Cumhurbaşkanı Gül, dünyada çok az ülkede olan bu gelişmiş uçaklara sahip olmanın sadece Türk Hava Kuvvetleri’ni değil Türk Silahlı Kuvvetleri’ni, Türk Ordusu’nu ve Türkiye Cumhuriyeti’ni çok daha güçlü ve Türkiye’yi müttefikleri içerisinde çok daha ayrı bir konuma taşıdığını belirtti ve “Unutmayalım ki, ihtiyaç olduğunda zaman zaman belki müttefiklerimizle birlikte de kullanacağız bu uçakları. O bakımdan bu uçaklara sahip olmak şüphesiz ki, Türkiye için büyük bir gurur kaynağıdır” dedi.

EMEĞİ GEÇENLERE TEŞEKKÜR

Cumhurbaşkanı Gül, sözlerine şöyle devam etti: “Bu uçaklara sahip olma süreci içerisinde hükümetlerimizin, Sayın Başbakan’ın, Değerli Genelkurmay Başkanlarının, Hava Kuvvetleri Komutanlarının, Millî Savunma Bakanlarının, bütün bu süreç içerisinde görev alan birçok komutanın, Savunma Sanayi Müsteşarlığımızın, hepsinin çok büyük emekleri geçmiştir. İradeleri ile bu proje gerçekleşmiş ve bugün bunlara sahip olmanın haklı gururunu hep beraber yaşıyoruz.  Bir kez daha hayırlı olsun.”

Bu uçakların, Türkiye’yi sadece güçlü hale getirmediğini aynı zamanda caydırıcılığını da pekiştirdiğini ifade eden Cumhurbaşkanı Gül, sözlerini şöyle tamamladı: “Her zaman söylenen bir söz vardır ‘Sulh istiyorsanız cenge hazır olacaksınız’. İsmini de ‘Barış’ koydunuz ama dörde tamamlanacak.

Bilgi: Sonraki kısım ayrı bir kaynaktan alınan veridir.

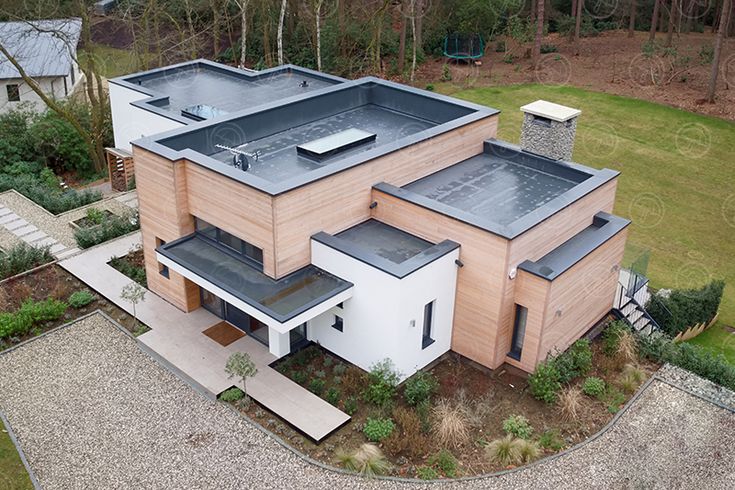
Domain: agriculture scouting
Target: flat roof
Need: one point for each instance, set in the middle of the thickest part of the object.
(385, 247)
(220, 89)
(398, 116)
(504, 190)
(280, 299)
(604, 226)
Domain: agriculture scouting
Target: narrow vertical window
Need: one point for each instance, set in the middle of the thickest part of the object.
(426, 339)
(519, 332)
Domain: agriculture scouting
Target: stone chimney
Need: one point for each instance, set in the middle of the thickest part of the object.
(549, 129)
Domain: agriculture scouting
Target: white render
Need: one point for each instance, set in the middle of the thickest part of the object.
(384, 317)
(132, 123)
(550, 110)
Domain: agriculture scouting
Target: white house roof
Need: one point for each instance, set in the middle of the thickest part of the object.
(44, 48)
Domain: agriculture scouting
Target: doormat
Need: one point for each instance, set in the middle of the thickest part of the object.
(223, 333)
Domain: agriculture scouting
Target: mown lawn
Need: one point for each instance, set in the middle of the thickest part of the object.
(13, 474)
(677, 182)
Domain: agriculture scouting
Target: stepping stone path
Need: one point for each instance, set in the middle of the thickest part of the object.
(35, 237)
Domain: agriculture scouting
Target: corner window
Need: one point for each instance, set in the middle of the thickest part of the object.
(427, 339)
(519, 332)
(13, 92)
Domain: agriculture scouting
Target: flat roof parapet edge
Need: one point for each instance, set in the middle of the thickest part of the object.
(604, 226)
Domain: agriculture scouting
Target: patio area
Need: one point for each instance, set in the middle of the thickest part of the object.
(176, 339)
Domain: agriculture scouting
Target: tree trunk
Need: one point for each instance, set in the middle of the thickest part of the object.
(578, 26)
(654, 20)
(281, 17)
(539, 30)
(631, 20)
(718, 51)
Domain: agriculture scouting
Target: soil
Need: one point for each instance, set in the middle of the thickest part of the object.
(610, 62)
(55, 282)
(491, 396)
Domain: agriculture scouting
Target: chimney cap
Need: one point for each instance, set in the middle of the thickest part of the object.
(552, 111)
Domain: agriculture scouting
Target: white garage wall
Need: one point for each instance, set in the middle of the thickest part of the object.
(377, 319)
(130, 123)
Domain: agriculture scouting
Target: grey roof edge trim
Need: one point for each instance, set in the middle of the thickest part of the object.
(612, 226)
(163, 250)
(154, 143)
(398, 271)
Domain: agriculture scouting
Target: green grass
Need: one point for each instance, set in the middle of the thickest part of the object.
(679, 192)
(13, 474)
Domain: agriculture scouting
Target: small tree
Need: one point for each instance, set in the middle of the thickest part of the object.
(135, 293)
(240, 365)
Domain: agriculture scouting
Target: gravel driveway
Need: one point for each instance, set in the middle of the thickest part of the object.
(92, 411)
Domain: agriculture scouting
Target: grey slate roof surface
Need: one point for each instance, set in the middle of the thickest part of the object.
(41, 47)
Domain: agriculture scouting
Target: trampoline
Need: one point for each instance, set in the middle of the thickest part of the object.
(464, 46)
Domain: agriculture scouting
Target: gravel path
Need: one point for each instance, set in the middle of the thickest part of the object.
(92, 411)
(56, 226)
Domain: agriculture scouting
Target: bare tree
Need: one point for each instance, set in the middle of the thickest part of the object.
(725, 15)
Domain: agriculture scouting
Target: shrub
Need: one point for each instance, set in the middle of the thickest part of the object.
(232, 395)
(30, 313)
(426, 473)
(420, 387)
(368, 460)
(450, 424)
(518, 426)
(504, 451)
(316, 386)
(332, 396)
(593, 386)
(378, 429)
(23, 257)
(445, 461)
(351, 406)
(383, 381)
(570, 402)
(684, 308)
(80, 299)
(544, 382)
(551, 439)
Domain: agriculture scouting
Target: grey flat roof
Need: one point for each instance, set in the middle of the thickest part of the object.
(280, 299)
(504, 190)
(227, 89)
(385, 247)
(604, 226)
(398, 115)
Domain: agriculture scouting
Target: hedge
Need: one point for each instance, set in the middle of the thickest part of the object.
(686, 307)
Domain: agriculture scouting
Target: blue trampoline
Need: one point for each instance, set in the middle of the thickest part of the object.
(464, 46)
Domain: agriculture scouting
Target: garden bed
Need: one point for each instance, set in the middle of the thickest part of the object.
(480, 400)
(49, 286)
(132, 265)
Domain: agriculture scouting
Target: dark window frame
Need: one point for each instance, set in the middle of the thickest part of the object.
(428, 325)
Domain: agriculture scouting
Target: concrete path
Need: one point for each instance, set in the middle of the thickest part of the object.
(177, 340)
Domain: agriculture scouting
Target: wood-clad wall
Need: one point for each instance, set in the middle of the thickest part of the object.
(342, 200)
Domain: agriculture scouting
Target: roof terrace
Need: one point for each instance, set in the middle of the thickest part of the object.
(286, 144)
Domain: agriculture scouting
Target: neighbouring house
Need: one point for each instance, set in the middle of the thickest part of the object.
(368, 216)
(47, 52)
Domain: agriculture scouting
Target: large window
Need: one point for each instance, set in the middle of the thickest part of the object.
(247, 250)
(519, 332)
(426, 338)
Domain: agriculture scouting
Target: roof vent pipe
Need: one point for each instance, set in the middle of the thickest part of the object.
(549, 129)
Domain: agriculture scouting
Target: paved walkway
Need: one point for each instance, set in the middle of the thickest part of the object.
(176, 339)
(92, 411)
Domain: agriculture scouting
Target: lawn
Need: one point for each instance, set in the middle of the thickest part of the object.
(13, 474)
(677, 182)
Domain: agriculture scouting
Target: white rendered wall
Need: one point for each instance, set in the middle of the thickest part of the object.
(130, 123)
(378, 318)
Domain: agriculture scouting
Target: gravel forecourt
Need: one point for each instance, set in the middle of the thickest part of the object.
(91, 410)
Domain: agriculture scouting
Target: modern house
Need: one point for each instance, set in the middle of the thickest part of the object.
(47, 52)
(373, 218)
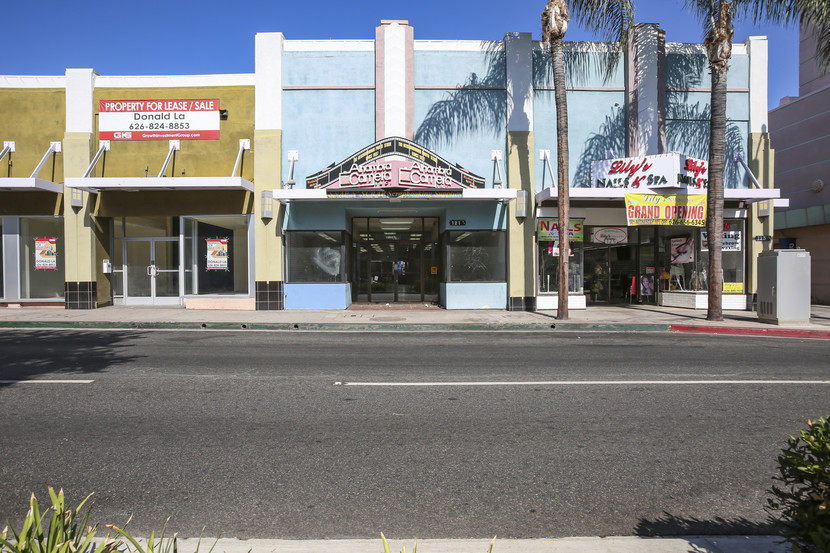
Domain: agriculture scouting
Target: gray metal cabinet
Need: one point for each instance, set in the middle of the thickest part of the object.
(784, 286)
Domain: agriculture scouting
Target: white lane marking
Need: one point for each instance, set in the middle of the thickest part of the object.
(40, 381)
(585, 383)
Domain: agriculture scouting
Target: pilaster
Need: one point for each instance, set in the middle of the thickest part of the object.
(268, 238)
(521, 249)
(80, 239)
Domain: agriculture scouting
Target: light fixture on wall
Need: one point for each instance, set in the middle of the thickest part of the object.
(293, 156)
(267, 207)
(496, 155)
(521, 203)
(544, 155)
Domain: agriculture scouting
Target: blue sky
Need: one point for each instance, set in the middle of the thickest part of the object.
(156, 37)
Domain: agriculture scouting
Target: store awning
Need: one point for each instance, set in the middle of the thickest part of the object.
(22, 184)
(284, 195)
(134, 184)
(748, 195)
(32, 183)
(88, 183)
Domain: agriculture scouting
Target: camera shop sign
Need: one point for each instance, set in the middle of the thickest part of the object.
(394, 163)
(158, 119)
(672, 170)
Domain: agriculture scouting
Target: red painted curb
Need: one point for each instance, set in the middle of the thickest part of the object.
(740, 331)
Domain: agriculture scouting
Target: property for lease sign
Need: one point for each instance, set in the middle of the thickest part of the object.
(158, 119)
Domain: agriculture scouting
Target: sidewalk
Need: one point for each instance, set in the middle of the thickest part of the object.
(420, 317)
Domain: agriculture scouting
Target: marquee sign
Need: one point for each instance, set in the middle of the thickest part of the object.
(394, 163)
(672, 170)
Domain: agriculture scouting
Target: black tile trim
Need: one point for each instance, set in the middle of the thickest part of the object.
(526, 303)
(80, 295)
(269, 295)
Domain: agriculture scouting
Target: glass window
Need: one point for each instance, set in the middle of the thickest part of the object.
(41, 257)
(732, 258)
(216, 255)
(476, 256)
(548, 246)
(549, 268)
(2, 263)
(317, 256)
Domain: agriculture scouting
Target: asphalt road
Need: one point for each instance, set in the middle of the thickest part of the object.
(460, 435)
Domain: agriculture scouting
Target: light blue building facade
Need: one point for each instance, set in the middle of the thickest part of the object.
(488, 106)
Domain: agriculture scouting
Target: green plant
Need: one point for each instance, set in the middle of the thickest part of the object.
(164, 544)
(802, 499)
(66, 534)
(386, 548)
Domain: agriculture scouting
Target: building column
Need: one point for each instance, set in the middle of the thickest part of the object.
(268, 237)
(521, 245)
(394, 80)
(760, 158)
(82, 237)
(645, 83)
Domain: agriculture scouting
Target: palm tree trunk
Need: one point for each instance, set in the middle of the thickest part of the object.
(714, 219)
(557, 52)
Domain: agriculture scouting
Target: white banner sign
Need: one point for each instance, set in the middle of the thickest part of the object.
(672, 170)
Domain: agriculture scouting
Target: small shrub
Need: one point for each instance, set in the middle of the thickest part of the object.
(802, 500)
(164, 543)
(66, 532)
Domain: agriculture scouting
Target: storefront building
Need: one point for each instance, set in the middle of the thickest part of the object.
(385, 170)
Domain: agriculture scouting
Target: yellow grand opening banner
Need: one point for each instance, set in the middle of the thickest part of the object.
(666, 209)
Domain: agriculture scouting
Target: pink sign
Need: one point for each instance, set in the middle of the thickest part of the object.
(186, 119)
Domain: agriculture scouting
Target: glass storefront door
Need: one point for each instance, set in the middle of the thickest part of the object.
(396, 260)
(609, 271)
(152, 271)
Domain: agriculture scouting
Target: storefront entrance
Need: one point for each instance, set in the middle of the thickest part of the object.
(609, 271)
(152, 271)
(396, 259)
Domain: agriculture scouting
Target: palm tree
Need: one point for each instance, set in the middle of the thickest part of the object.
(612, 20)
(717, 17)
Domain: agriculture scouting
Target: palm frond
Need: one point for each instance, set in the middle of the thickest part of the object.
(610, 20)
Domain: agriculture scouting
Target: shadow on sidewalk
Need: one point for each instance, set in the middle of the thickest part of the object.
(670, 525)
(31, 353)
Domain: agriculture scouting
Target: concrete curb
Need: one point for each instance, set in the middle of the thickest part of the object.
(566, 326)
(742, 331)
(338, 327)
(622, 544)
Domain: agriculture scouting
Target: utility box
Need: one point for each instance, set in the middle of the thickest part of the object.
(784, 286)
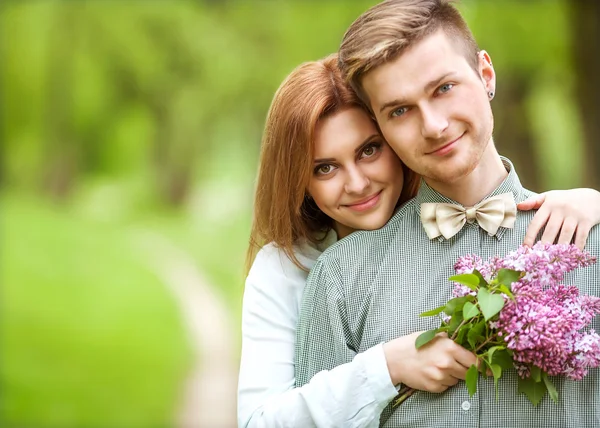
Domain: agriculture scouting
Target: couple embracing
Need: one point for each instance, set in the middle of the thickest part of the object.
(359, 151)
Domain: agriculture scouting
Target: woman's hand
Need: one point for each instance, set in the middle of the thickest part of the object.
(435, 367)
(572, 213)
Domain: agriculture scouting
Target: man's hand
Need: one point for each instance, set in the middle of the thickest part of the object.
(434, 367)
(566, 214)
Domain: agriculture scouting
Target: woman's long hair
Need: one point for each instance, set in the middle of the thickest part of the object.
(283, 214)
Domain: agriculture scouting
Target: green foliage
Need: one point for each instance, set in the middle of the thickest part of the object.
(490, 304)
(469, 327)
(89, 336)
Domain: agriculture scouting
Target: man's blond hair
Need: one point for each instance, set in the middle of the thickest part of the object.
(384, 31)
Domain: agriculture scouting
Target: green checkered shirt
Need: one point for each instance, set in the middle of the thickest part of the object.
(371, 287)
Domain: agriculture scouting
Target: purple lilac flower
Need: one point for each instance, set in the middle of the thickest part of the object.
(542, 325)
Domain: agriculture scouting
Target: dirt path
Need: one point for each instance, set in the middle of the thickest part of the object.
(209, 394)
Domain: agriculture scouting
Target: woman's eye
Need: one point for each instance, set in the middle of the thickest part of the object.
(446, 87)
(398, 112)
(323, 169)
(370, 150)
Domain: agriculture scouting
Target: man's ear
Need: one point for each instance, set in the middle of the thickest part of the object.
(486, 72)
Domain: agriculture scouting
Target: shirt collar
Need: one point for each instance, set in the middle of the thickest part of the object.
(510, 184)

Dördünün ismini de Doğu, Batı, Kuzey, Güney şeklinde gayet güzel tespit etmişsiniz. Bundan dolayı da tebrik ediyorum ve bu uçakların hayırlı olmasını temenni ediyorum.”

Havadan İhbar ve Kontrol (HİK) uçağının hizmete girişinin anısına protokol üyeleri sahneye çıkarak anı fotoğrafı çektirdi. Törenin ardından, Cumhurbaşkanı Gül, TBMM Başkanı Çiçek, Başbakan Erdoğan ve beraberindekiler HİK uçağını gezdi. Cumhurbaşkanı Gül, uçağın kokpitinde incelemelerde bulundu.